歴史家の視点から国際情勢・時事問題などについて語るブログ

法学の教科化は犯罪も防ぐ

 義務教育過程で法律を教えることは、近年増加傾向にある”いじめ”事件の対策にもなりますし、さらには、社会全体の犯罪件数を減らす効果があるかもしれません。全ての人々が、何が犯罪であるのかを知ることは、社会の安全を守るために必要なことなのです。

 これまで、人を殺してはいけない、とか、盗みを働いてはいけない、とか、嘘をついてはいけない、といった基本的な社会の禁止行為は、家庭や近所付き合いなどを通して、自然に子供たちに伝えられてきました。しかしながら、現代社会は、共働きの家庭の増加や近所付き合いの希薄化により、社会的なルールを伝える機能が低下しているのです。これを放置しますと、子供たちは、他者を平気で傷つけてしまう大人になっていまうかもしれません。

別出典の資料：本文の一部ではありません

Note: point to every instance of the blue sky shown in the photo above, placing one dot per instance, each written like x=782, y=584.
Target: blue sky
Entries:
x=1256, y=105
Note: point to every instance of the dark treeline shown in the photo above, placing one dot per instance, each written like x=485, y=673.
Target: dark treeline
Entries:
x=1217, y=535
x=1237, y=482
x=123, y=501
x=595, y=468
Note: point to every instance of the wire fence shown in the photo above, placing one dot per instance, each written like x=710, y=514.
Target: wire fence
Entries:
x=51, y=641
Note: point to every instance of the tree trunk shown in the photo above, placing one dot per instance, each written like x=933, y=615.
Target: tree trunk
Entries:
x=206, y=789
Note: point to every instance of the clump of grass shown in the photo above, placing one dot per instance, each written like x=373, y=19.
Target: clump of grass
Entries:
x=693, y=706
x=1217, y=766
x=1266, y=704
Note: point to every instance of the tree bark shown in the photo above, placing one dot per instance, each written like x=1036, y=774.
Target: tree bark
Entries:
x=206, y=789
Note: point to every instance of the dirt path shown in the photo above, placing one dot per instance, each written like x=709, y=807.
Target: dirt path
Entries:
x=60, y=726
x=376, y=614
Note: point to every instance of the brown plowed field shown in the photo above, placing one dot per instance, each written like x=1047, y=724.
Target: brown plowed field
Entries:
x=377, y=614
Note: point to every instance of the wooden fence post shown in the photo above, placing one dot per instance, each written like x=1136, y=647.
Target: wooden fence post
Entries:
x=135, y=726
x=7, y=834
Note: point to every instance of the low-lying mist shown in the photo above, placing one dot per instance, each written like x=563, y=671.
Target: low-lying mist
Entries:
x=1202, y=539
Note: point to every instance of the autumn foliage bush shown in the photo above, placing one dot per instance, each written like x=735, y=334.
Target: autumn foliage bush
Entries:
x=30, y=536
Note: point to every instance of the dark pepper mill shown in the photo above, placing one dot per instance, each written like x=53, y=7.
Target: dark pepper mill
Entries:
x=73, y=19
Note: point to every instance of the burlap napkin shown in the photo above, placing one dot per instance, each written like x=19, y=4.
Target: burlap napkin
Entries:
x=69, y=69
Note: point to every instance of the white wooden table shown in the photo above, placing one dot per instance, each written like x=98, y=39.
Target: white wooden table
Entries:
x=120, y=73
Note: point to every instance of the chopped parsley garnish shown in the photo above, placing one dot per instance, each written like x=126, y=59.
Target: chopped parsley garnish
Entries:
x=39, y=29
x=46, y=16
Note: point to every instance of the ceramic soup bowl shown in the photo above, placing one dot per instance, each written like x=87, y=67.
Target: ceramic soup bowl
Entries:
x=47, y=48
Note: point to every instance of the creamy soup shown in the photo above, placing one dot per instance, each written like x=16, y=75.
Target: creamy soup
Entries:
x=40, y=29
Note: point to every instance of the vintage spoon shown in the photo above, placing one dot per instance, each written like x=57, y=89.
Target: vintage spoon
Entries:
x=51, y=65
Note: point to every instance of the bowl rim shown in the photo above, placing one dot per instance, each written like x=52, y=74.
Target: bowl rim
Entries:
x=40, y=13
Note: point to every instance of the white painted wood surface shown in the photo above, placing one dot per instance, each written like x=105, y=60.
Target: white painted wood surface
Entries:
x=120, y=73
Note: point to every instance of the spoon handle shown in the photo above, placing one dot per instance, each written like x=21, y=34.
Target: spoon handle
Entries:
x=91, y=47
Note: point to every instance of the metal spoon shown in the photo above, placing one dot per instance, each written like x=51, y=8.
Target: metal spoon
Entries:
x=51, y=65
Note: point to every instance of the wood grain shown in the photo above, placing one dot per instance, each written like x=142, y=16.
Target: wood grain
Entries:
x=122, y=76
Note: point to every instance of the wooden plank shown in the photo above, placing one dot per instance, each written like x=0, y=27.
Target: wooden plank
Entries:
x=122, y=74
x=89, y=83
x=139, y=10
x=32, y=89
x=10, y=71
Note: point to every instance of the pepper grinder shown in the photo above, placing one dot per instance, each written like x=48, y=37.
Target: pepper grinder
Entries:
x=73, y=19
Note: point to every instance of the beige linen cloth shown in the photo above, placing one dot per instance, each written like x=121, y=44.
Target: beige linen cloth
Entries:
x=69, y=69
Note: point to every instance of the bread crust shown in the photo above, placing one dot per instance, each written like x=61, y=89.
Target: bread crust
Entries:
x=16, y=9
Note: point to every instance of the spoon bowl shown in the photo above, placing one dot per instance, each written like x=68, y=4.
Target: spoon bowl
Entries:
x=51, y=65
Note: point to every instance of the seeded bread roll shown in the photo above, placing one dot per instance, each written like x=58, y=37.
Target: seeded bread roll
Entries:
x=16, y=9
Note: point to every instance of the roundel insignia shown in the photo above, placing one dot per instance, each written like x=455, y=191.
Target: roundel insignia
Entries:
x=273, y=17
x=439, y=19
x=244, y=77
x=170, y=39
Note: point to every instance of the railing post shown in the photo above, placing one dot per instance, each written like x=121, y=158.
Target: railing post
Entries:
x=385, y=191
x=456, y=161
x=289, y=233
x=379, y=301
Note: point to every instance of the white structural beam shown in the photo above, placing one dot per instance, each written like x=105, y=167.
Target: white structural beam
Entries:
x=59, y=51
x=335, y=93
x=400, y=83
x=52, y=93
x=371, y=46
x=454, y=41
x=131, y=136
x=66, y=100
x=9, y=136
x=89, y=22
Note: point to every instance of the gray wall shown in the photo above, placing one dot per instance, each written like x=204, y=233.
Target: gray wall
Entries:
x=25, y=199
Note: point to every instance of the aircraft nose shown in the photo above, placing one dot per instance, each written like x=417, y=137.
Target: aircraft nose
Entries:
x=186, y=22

 学校や職場を舞台とした目を覆うばかりの”いじめ”や”リンチ事件”が起こるたびに、声高に責任の所在や処罰が取り沙汰されます。しかしながら、事後的な対処のみならず、長期的な視野に立った予防策をも検討すべきであり、社会科、あるいは、道徳教育の一環として、法律、特に刑法に関しては、学校で教えるべきではないか、と思うのです。何が犯罪であるかを知っていることは、心の抑止力となりましょう。